DA PODEMOS A MÉLENCHON, UNA SINISTRA DI GOVERNO DEL CAPITALISMO
Oggi parlano per De Magistris i suoi riferimenti internazionali, pur esibiti come punti di forza.
Podemos, con ben quattro ministri, partecipa del governo dell'imperialismo spagnolo, quello che aumenta le spese militari, approva l'estensione della NATO, massacra i migranti in accordo col Marocco, rifiuta l'autodeterminazione della Catalogna.
Mélenchon, ex ministro del governo Jospin e bombardatore di Belgrado, ha appena rimosso la richiesta di uscita dalla NATO per accordarsi col Partito Socialista, non chiede né l'indipendenza per le colonie di Oltremare né il ritiro delle truppe francesi dal Sahel (limitandosi all'”apertura di un dibattito”), nel nome degli “interessi strategici della Francia”.
Peraltro Manon Aubry, presente all'assemblea di Roma di Unione Popolare in rappresentanza della France Insoumise, ha pensato bene di benedire anche la lista di Sinistra Italiana e dei Verdi, tutta interna al campo largo di Letta. Meglio evitare di compromettersi, e tenersi aperta ogni strada. Con buona pace di De Magistris e dei suoi reggicoda.

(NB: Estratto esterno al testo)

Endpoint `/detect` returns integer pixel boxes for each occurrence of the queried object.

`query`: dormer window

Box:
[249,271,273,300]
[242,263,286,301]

Non sappiamo quale sarà la risultante elettorale di Unione Popolare e dei calcoli incrociati che la sottendono. Sappiamo che l'esigenza di un partito indipendente della classe lavoratrice e di un programma di rivoluzione sociale non ha nulla a che spartire con la vecchia riproposizione di equivoci populisti attorno a personaggi in cerca di autore.